Admitting d'Alembert's formula with the solution

Question

How can I prove

$$ u(t,x)=\frac{1}{2}(\varphi(x+t)+\varphi(x-t))+\frac{1}{2}\int_{x-t}^{x+t}\psi(y)dy $$ satisfies the following Cauchy problem:

$$\begin{cases} \partial_{t}^{2}u-\partial_{x}^{2}u=0\\ u(0,x)=\varphi(x)\\ \partial_{t}u(0,x)=\psi(x) \end{cases} $$

Here are my results (so far):

$$ \begin{split} \partial_{t}u &= \frac{1}{2}\varphi_{t}^{,}(x+t)-\frac{1}{2}\varphi_{t}^{,}(x-t)+\frac{1}{2}\psi(x+t)+\frac{1}{2}\psi(x-t)\\ \partial_{t}^{2}u &= \frac{1}{2}\varphi_{tt}^{,,}(x+t)-\frac{1}{2}\varphi_{tt}^{,,}(x-t)+\frac{1}{2}\psi_{t}^{,}(x+t)-\frac{1}{2}\psi_{t}^{,}(x-t)\\ \partial_{x}u &= \frac{1}{2}\varphi_{x}^{,}(x+t)+\frac{1}{2}\varphi_{x}^{,}(x-t)+\frac{1}{2}\psi(x+t)-\frac{1}{2}\psi(x-t)\\ \partial_{x}^{2}u &= \frac{1}{2}\varphi_{xx}^{,,}(x+t)+\frac{1}{2}\varphi_{xx}^{,,}(x-t)+\frac{1}{2}\psi_{x}^{,}(x+t)-\frac{1}{2}\psi_{x}^{,}(x-t) \end{split} $$ Substituting into $\partial_{t}^{2}u-\partial_{x}^{2}u=0\\$, I got $\varphi_{tt}^{,,}-\varphi_{xx}^{,,}=0$.

What did I missed?

Substituting $t$ into the derivatives I also got the initial values therefore it must be correct, but how do I know $\varphi_{tt}^{,,}=\varphi_{xx}^{,,}$?

I tried to do something with the operators: $\partial_{t}^{2}-\partial_{x}^{2}=(\partial_{t}-\partial_{x})(\partial_{t}+\partial_{x})$ but it didnt help.

Sorry if the question is obvious but I really can't solve it.

Answer 1

Here are my results (so far):

$$\partial_{t}^{2}u = \frac{1}{2}\varphi_{tt}^{,,}(x+t)-\frac{1}{2}\varphi_{tt}^{,,}(x-t)+\frac{1}{2}\psi_{t}^{,}(x+t)-\frac{1}{2}\psi_{t}^{,}(x-t)$$

The $-\frac{1}{2}\varphi_{tt}^{,,}(x-t)$ term should be positive. You forgot to multiply by negative one.
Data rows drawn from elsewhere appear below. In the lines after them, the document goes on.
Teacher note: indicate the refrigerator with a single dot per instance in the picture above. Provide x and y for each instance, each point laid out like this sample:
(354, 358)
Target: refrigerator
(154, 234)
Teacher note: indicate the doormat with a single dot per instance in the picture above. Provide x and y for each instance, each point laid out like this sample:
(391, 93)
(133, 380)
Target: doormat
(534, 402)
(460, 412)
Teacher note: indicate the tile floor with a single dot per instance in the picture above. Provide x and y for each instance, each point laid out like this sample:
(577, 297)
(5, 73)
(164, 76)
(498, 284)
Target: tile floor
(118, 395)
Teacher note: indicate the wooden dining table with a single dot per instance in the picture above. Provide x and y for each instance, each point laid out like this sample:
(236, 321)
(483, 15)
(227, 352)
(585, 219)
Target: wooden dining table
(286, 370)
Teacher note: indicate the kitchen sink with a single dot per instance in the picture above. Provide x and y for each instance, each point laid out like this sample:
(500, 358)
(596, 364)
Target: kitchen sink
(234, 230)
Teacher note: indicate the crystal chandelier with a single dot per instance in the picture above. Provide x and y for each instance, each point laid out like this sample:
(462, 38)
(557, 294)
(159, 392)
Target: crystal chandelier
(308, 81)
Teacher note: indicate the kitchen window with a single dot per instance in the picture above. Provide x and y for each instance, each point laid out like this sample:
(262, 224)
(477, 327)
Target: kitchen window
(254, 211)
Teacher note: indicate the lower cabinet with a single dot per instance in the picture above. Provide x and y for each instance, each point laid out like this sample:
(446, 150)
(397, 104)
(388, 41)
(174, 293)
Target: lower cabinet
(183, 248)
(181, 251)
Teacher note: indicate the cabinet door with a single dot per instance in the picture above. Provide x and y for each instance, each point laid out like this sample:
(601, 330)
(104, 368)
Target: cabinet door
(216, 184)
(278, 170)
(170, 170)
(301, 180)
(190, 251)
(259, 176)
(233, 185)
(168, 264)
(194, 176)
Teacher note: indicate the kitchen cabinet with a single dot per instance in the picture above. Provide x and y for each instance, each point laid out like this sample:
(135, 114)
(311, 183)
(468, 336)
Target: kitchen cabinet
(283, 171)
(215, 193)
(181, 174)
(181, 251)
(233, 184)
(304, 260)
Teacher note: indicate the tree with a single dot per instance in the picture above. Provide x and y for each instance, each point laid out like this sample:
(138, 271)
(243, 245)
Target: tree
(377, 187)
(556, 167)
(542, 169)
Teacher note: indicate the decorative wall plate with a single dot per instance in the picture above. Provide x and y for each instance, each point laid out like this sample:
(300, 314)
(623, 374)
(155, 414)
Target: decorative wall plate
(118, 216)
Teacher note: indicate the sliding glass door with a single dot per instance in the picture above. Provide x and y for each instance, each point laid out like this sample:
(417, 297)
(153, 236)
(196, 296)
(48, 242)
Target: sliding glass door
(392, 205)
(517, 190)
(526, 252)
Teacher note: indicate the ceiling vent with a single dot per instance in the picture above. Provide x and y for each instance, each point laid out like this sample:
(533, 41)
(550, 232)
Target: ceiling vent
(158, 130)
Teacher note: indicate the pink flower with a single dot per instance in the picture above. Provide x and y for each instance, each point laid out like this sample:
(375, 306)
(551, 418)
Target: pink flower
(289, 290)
Also, the notation $\varphi_{tt}^{,,}(x-t)$ is slightly confusing as you didn't specify that it means to take two partial derivatives with respect to $t$. It might be best to stick with $\varphi_{tt}$ or $\varphi''$.

We need to show that d'Alembert's formula

$$ u(t,x)=\frac{1}{2}\big(\varphi(x+t)+\varphi(x-t)\big)+\frac{1}{2}\int_{x-t}^{x+t}\psi(y)dy $$

satisfies the Cauchy problem

$$\begin{cases} \partial_{t}^{2}u-\partial_{x}^{2}u=0\\ u(0,x)=\varphi(x)\\ \partial_{t}u(0,x)=\psi(x) \end{cases} $$

Let's start with the second condition. We are given

$$ u(0,x)=\frac{1}{2}\big(\varphi(x)+\varphi(x)\big)+\frac{1}{2}\int_{x}^{x}\psi(y)dy=\varphi(x) $$

so this condition is satisfied. Next, for the third condition we apply the fundamental theorem of calculus

$$\partial_{t}u(t,x)=\frac{1}{2}\big(\varphi'(x+t)-\varphi'(x-t)\big)+\frac{1}{2}\big(\psi(x+t)+\psi(x-t)\big)$$

therefore

$$\partial_{t}u(0,x)=\frac{1}{2}\big(\varphi'(x)-\varphi'(x)\big)+\frac{1}{2}\big(\psi(x)+\psi(x)\big)=\psi(x)$$

which satisfies the third condition. To verify the first condition, we calculate three more partial derivatives

$$\partial_{t}^{2}u(t,x)=\frac{1}{2}\big(\varphi''(x+t)+\varphi''(x-t)\big)+\frac{1}{2}\big(\psi'(x+t)-\psi'(x-t)\big)$$ $$\partial_{x}u(t,x)=\frac{1}{2}\big(\varphi'(x+t)+\varphi'(x-t)\big)+\frac{1}{2}\big(\psi(x+t)-\psi(x-t)\big)$$ $$\partial_{x}^{2}u(t,x)=\frac{1}{2}\big(\varphi''(x+t)+\varphi''(x-t)\big)+\frac{1}{2}\big(\psi'(x+t)-\psi'(x-t)\big)$$

from which we see that

$$\partial_{t}^{2}u(t,x)-\partial_{x}^{2}u(t,x)=0$$

as required.